I have a very strange problem. I am running the code below (omptest.cuf) for:
export OMP_NUM_THREADS=3
I have 3 NVIDIA graphics cards, so I am attaching one card to each openMP thread.
I am compiling the code with:
pgfortran omptst.cuf -mp
Now, if I run the code as it stands, the code hangs - it tells me that all three cards have been initialized - but it just sits there.
However, if I comment out the call to curk4 with argument Fdev (see my comments in the code) , the code finishes, almost instantaneously as it should as the code doesn’t actually do anything. Notice though that there is a return statement before this call. Commenting out the call should make no difference at all!
Anyone got any idea what’s going on?
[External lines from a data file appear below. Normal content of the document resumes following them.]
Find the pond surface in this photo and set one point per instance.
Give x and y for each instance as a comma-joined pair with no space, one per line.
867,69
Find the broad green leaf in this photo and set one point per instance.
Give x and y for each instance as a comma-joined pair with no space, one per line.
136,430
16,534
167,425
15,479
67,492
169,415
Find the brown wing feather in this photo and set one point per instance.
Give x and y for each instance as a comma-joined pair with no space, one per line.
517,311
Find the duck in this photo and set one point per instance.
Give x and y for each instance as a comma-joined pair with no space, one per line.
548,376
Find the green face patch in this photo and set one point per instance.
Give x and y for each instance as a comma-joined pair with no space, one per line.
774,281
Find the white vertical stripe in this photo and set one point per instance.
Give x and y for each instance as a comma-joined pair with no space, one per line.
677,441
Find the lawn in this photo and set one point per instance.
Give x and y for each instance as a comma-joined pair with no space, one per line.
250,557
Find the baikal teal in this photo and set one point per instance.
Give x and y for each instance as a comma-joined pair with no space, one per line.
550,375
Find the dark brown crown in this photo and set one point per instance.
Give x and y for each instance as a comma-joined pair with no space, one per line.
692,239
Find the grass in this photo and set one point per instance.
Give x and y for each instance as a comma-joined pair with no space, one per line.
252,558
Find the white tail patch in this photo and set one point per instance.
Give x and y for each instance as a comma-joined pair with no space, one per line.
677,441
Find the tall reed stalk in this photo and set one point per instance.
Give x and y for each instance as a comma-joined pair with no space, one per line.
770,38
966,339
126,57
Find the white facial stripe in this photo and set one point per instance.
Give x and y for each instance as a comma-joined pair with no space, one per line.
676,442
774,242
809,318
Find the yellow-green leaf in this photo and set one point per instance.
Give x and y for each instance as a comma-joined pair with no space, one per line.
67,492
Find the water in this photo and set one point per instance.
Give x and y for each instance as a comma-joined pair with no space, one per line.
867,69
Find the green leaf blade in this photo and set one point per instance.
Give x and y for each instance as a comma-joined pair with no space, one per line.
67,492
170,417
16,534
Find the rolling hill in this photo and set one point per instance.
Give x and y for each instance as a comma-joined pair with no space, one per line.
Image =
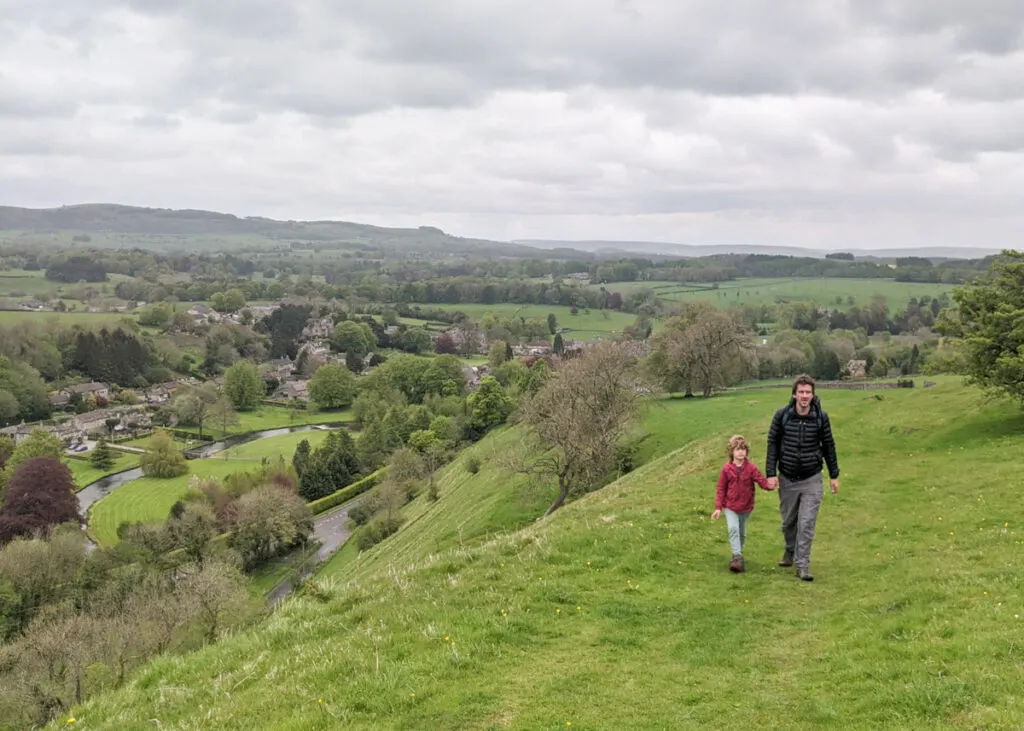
619,611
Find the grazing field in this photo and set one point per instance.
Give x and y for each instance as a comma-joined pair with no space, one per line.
273,447
151,499
824,291
914,619
266,417
9,316
584,326
86,474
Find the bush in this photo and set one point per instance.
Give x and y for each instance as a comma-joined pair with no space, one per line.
346,493
377,530
360,513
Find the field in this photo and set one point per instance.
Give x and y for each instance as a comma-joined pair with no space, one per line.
273,447
582,326
151,499
913,619
824,291
276,418
85,473
9,316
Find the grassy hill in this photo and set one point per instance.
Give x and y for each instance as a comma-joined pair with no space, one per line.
619,611
126,226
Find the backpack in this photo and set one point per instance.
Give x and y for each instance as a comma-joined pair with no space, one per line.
787,415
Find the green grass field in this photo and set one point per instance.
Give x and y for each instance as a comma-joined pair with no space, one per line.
85,473
619,611
823,291
276,418
273,447
151,499
8,316
582,326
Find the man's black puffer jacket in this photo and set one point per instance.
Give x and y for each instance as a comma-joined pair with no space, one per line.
797,449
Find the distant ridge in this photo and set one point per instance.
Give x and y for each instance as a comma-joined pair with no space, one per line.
697,250
120,220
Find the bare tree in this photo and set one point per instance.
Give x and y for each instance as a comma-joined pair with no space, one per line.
701,348
579,418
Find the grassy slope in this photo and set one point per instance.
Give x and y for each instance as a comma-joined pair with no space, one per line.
85,473
150,499
823,291
580,326
619,612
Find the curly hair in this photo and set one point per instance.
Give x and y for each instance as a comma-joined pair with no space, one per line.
737,442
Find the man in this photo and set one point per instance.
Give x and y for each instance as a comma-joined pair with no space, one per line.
800,437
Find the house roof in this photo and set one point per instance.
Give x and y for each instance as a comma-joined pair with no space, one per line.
88,387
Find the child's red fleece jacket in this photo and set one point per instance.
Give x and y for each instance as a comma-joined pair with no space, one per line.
735,486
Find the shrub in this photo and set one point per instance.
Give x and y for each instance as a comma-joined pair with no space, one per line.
378,529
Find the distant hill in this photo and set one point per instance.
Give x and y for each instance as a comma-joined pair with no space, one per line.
115,225
697,250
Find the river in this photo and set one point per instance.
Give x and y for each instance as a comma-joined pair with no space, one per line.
331,528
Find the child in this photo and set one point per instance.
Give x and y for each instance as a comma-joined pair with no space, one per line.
735,496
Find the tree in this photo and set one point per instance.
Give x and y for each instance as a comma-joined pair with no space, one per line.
244,386
987,323
163,459
579,418
222,414
193,406
488,405
496,354
269,520
333,386
300,461
351,337
445,345
39,443
701,348
40,495
101,457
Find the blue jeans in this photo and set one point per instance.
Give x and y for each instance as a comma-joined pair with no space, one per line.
736,522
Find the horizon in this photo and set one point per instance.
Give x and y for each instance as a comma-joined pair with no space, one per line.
779,124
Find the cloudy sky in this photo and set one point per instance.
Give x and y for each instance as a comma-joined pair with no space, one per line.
833,123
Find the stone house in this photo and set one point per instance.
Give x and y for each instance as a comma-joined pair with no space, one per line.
94,388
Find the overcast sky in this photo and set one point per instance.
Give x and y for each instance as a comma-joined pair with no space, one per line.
832,123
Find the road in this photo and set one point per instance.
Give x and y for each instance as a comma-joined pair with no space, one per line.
331,529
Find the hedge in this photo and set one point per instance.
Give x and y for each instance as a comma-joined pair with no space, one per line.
347,492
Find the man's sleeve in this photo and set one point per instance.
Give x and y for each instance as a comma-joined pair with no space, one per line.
828,447
771,462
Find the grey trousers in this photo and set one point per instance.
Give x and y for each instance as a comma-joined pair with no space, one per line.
798,504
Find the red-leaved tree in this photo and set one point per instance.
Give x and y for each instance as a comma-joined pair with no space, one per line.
40,495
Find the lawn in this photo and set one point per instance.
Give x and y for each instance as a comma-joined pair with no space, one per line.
619,611
273,447
586,325
824,291
151,499
278,418
12,316
86,474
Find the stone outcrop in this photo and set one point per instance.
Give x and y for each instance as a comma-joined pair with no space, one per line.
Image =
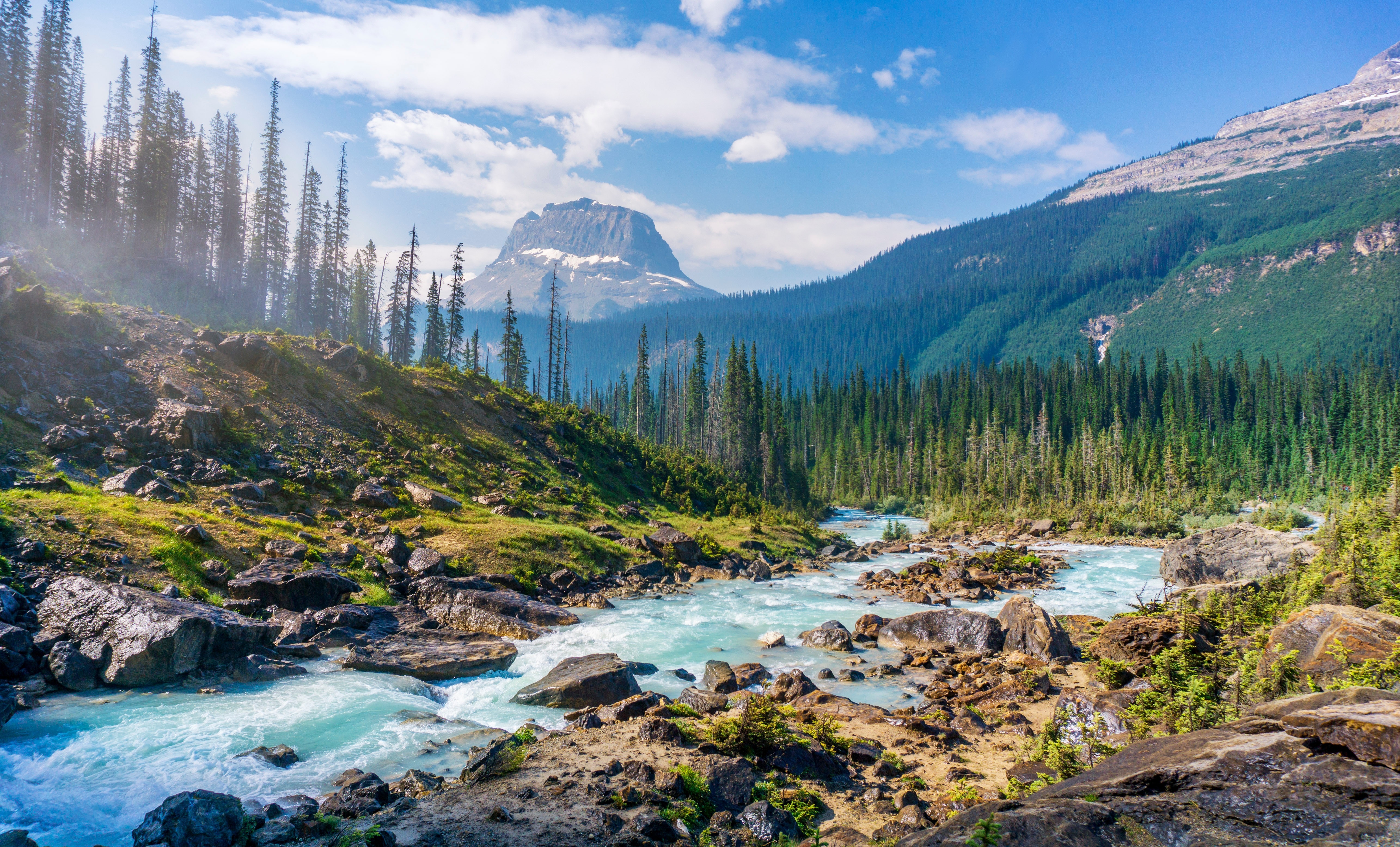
292,586
1032,631
579,682
187,426
433,654
192,820
426,498
1233,554
138,638
959,629
464,605
1321,633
Is this me, or a compiler bug?
Rob.
module curk4_mod
use cudafor
implicit none
contains
! Kernel subroutines:
subroutine curk4( Fdev )
use prec_mod
implicit none
real( gpu ), device, intent(in) :: Fdev(2)
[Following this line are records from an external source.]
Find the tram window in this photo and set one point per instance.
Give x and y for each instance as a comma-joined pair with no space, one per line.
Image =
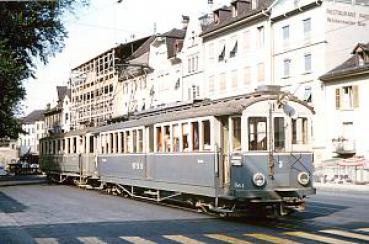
258,133
159,146
122,141
206,135
185,137
74,145
195,136
176,137
134,140
129,142
140,141
279,134
151,139
167,143
300,131
236,134
92,144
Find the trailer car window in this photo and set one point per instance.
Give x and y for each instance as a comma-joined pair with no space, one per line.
176,137
258,133
185,137
206,135
279,134
167,143
195,136
236,134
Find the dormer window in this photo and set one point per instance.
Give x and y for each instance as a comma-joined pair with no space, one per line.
234,49
222,53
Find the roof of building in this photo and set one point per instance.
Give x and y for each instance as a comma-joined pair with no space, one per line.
351,66
262,5
62,92
36,115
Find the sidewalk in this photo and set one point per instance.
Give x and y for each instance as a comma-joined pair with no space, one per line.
341,187
22,180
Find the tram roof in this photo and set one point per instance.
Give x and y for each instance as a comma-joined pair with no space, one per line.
228,106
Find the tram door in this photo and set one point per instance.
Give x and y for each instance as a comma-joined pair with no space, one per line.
224,143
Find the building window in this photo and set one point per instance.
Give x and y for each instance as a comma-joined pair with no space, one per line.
246,40
286,32
300,131
222,52
279,134
258,133
307,62
206,135
222,81
286,68
260,37
307,26
234,80
261,72
236,134
211,85
347,97
247,75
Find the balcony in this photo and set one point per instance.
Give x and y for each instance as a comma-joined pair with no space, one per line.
343,146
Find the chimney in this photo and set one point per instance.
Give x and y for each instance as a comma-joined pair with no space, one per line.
221,14
239,6
185,21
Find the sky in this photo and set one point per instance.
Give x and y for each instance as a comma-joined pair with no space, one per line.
101,26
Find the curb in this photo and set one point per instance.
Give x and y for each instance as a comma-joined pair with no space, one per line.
23,182
341,188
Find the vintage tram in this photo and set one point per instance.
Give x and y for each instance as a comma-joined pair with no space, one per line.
228,155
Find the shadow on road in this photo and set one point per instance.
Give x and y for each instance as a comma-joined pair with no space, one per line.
10,205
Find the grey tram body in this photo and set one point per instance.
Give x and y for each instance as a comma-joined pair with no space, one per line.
215,174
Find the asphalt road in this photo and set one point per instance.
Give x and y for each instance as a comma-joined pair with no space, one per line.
64,214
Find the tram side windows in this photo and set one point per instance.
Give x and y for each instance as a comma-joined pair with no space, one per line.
300,131
279,134
195,136
206,135
134,140
258,140
185,137
236,134
159,146
176,138
167,144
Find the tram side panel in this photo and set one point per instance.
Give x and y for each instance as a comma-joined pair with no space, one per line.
285,169
187,173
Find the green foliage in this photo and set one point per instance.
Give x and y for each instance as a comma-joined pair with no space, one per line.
29,31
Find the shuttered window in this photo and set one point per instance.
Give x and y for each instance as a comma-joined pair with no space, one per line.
355,93
338,98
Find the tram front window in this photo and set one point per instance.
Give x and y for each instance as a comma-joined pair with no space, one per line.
258,134
279,134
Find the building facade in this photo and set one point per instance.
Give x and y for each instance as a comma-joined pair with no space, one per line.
346,105
34,127
58,118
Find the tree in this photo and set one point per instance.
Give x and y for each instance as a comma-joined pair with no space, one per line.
30,31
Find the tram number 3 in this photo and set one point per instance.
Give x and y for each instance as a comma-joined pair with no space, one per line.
137,166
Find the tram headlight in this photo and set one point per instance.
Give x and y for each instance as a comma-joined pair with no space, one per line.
303,178
259,179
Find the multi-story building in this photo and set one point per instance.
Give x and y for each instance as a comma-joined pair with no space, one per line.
309,38
236,48
346,105
57,118
34,127
94,85
8,151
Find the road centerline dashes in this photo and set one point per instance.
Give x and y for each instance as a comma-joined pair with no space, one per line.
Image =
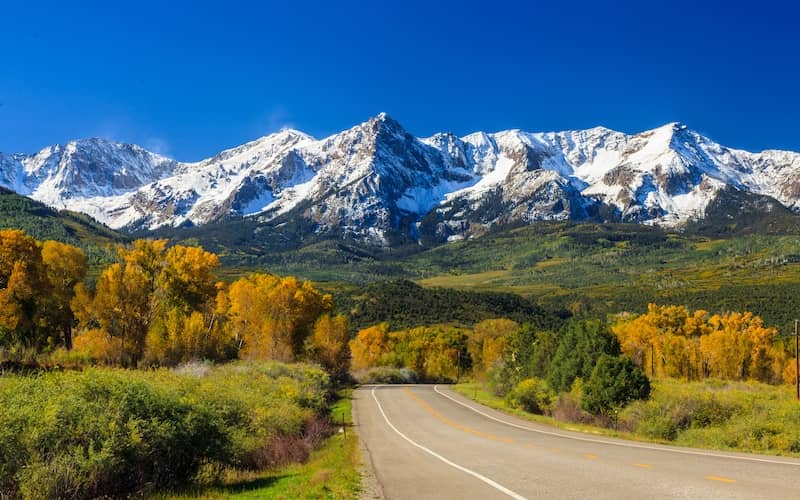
493,484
print*,'Dont even bother to call a kernel function....'
end subroutine curk4
! OMP wrapper:
subroutine omptst( F )
use prec_mod
use cudafor
implicit none
real (gpu) :: F (2)
real (gpu), device :: Fdev(2)
integer :: iflag,idev
return
!-----------------------
! If I comment out this next line, the code finishes.
! If I leave it in, the code hangs - even though there is a return
! statement above!
!-----------------------
call curk4( Fdev )
end subroutine
end module curk4_mod
program wrapper
use cudafor
use prec_mod
use curk4_mod
implicit none
integer :: i,j
integer :: numDev, iflag
real :: F(2),F2(2)
!$OMP PARALLEL PRIVATE(i,F2,iflag) SHARED(F)
!$OMP DO
do i=0,2
iflag = cudaSetDevice(i)
print*,'Device ',i,' set'
F2 = F
call omptst( F2 )
enddo
!$OMP END DO
!$OMP END PARALLEL
iflag = cudaThreadSynchronize()
print*,'Finished.'
end